December 2, 2016

Buster

jerem.

I compute the distance of the horizon to an observer on the shore using trigonometry. I try to give a solution that is slightly more accurate than the classic way of the classic one based on Pythagora's theorem and compare the two results.

When you are stading on a beach, you can sometimes see ships disappearing behind the horizon. If we could measure the distance at which the ship completely disappears from our line of sight, we could infer the radius of the Earth. In this post, I want to do the opposite and infer the distance to the horizon based on our knowledge of the Earth radius. I had this idea while on holiday in Melbourne with my friend Jojo and we worked out the following computation together :)
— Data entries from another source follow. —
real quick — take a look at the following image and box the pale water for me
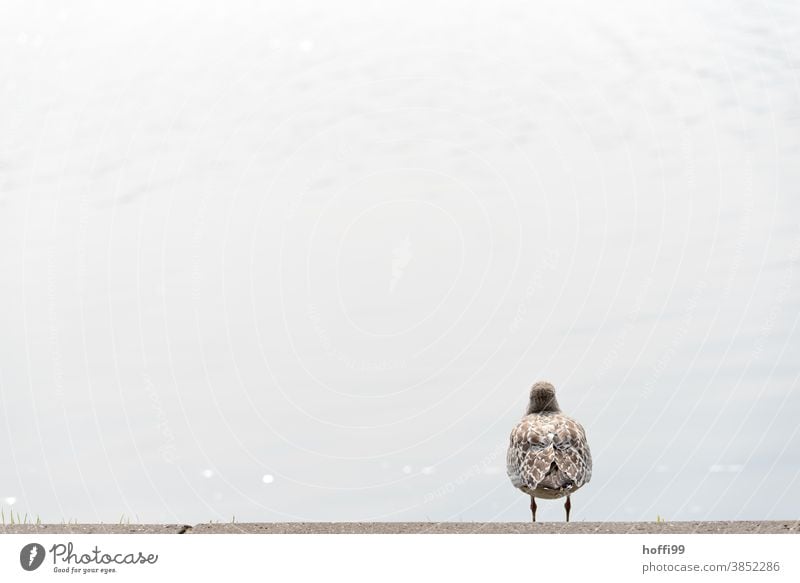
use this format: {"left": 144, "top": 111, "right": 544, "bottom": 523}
{"left": 1, "top": 0, "right": 799, "bottom": 523}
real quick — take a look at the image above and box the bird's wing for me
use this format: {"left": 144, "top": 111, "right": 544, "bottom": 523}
{"left": 507, "top": 418, "right": 555, "bottom": 489}
{"left": 552, "top": 416, "right": 592, "bottom": 487}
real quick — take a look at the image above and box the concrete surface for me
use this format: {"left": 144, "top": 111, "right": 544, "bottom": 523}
{"left": 2, "top": 521, "right": 798, "bottom": 534}
{"left": 0, "top": 524, "right": 190, "bottom": 534}
{"left": 183, "top": 521, "right": 800, "bottom": 534}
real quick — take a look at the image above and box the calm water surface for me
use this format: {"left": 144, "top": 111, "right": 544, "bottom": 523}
{"left": 0, "top": 0, "right": 799, "bottom": 522}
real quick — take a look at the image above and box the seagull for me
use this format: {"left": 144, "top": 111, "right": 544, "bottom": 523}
{"left": 506, "top": 381, "right": 592, "bottom": 522}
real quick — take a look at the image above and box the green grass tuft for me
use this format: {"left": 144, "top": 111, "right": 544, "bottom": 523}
{"left": 1, "top": 507, "right": 38, "bottom": 526}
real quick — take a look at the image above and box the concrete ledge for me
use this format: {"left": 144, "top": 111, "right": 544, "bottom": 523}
{"left": 184, "top": 521, "right": 800, "bottom": 534}
{"left": 4, "top": 521, "right": 796, "bottom": 534}
{"left": 0, "top": 524, "right": 190, "bottom": 534}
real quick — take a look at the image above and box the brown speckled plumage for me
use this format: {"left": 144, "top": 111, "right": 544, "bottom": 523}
{"left": 507, "top": 381, "right": 592, "bottom": 520}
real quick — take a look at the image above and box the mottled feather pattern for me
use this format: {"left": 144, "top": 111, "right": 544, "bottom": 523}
{"left": 507, "top": 411, "right": 592, "bottom": 499}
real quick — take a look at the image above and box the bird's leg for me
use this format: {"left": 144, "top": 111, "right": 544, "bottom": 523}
{"left": 564, "top": 495, "right": 571, "bottom": 523}
{"left": 530, "top": 496, "right": 537, "bottom": 523}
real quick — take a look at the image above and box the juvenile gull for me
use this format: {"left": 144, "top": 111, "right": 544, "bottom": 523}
{"left": 506, "top": 381, "right": 592, "bottom": 522}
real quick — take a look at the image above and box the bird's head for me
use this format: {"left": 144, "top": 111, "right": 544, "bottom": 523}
{"left": 527, "top": 381, "right": 561, "bottom": 414}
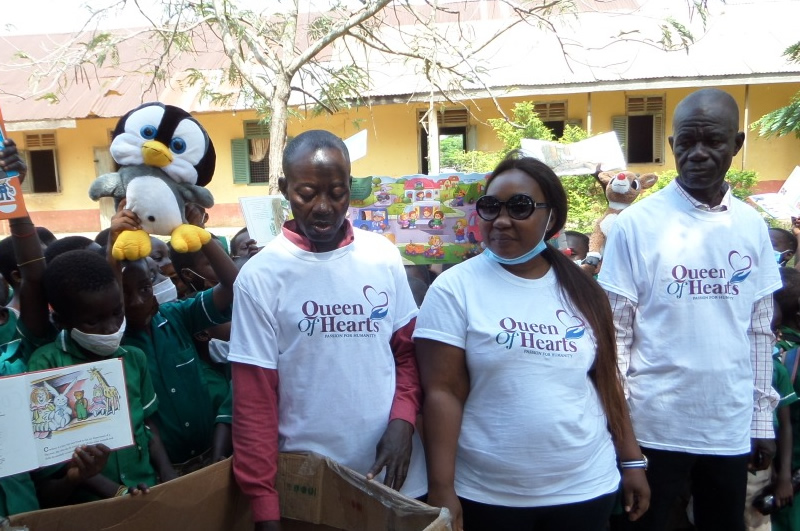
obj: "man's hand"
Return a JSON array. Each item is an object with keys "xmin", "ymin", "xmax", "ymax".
[
  {"xmin": 365, "ymin": 418, "xmax": 413, "ymax": 491},
  {"xmin": 0, "ymin": 138, "xmax": 28, "ymax": 183},
  {"xmin": 66, "ymin": 444, "xmax": 111, "ymax": 484},
  {"xmin": 750, "ymin": 438, "xmax": 776, "ymax": 472}
]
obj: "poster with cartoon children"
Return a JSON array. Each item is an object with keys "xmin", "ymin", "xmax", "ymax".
[
  {"xmin": 348, "ymin": 172, "xmax": 487, "ymax": 264},
  {"xmin": 0, "ymin": 357, "xmax": 133, "ymax": 478}
]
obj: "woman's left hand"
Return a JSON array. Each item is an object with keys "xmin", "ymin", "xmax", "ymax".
[{"xmin": 621, "ymin": 468, "xmax": 650, "ymax": 521}]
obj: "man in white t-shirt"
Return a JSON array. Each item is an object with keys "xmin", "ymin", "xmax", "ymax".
[
  {"xmin": 228, "ymin": 130, "xmax": 426, "ymax": 531},
  {"xmin": 599, "ymin": 88, "xmax": 781, "ymax": 531}
]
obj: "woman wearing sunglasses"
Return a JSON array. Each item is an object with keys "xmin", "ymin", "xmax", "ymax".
[{"xmin": 413, "ymin": 153, "xmax": 649, "ymax": 531}]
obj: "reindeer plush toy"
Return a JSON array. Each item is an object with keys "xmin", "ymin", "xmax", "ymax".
[{"xmin": 581, "ymin": 170, "xmax": 658, "ymax": 274}]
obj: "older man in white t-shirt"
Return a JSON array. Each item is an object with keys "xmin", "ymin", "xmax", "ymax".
[{"xmin": 599, "ymin": 88, "xmax": 781, "ymax": 531}]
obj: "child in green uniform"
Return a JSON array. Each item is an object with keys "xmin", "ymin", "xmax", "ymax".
[
  {"xmin": 771, "ymin": 267, "xmax": 800, "ymax": 530},
  {"xmin": 0, "ymin": 139, "xmax": 109, "ymax": 516},
  {"xmin": 111, "ymin": 207, "xmax": 236, "ymax": 470},
  {"xmin": 27, "ymin": 250, "xmax": 177, "ymax": 502}
]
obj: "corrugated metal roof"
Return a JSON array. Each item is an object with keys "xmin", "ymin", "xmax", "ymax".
[{"xmin": 1, "ymin": 0, "xmax": 799, "ymax": 122}]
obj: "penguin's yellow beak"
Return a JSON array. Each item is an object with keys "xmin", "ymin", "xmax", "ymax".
[{"xmin": 142, "ymin": 140, "xmax": 173, "ymax": 168}]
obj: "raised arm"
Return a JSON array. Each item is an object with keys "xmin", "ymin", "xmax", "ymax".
[
  {"xmin": 1, "ymin": 139, "xmax": 48, "ymax": 340},
  {"xmin": 184, "ymin": 202, "xmax": 238, "ymax": 313}
]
I we make the approximation that the Earth is perfectly spherical, the situation looks like the following picture:

The distance that we are looking for is the red piece of arc labeled $l$. The problem will be solved once we have found the angle, $\theta$. Placing the origin of coordinates at the centre of the Earth and chosing its radius as our unit of length, we can derive the following equation for the line of sight (green line) :

$$
y = 1 + h -x\tan{\theta}~.
$$

Furthermore, the coordinates of all points on the circle must satisfy $(x,y)=(\sin{\theta},\cos{\theta})$, so finding $\theta$ is just a matter of solving

$$
\cos{\theta} = \frac{1}{1+h}~.
$$

I am $\sim180$cm tall ($\sim 6$ft), plugging this in the above gives a distacne of $4.8$km (about 3mi) to the horizon. One important question is to know how this results scales with the height of the observer. We can work this out by expanding the above equation in series of $h$.

$$
\theta\sim \sqrt{2}\sqrt{h}+\mathcal{O}[h]^{3/2}~.
$$

Interestingly, and to first order, this corresponds exactly to the answer obtained by assuming that $l$ is a straight line and using Pythagora's theorem. Our result has the advantage to remain valid at all order in $h$.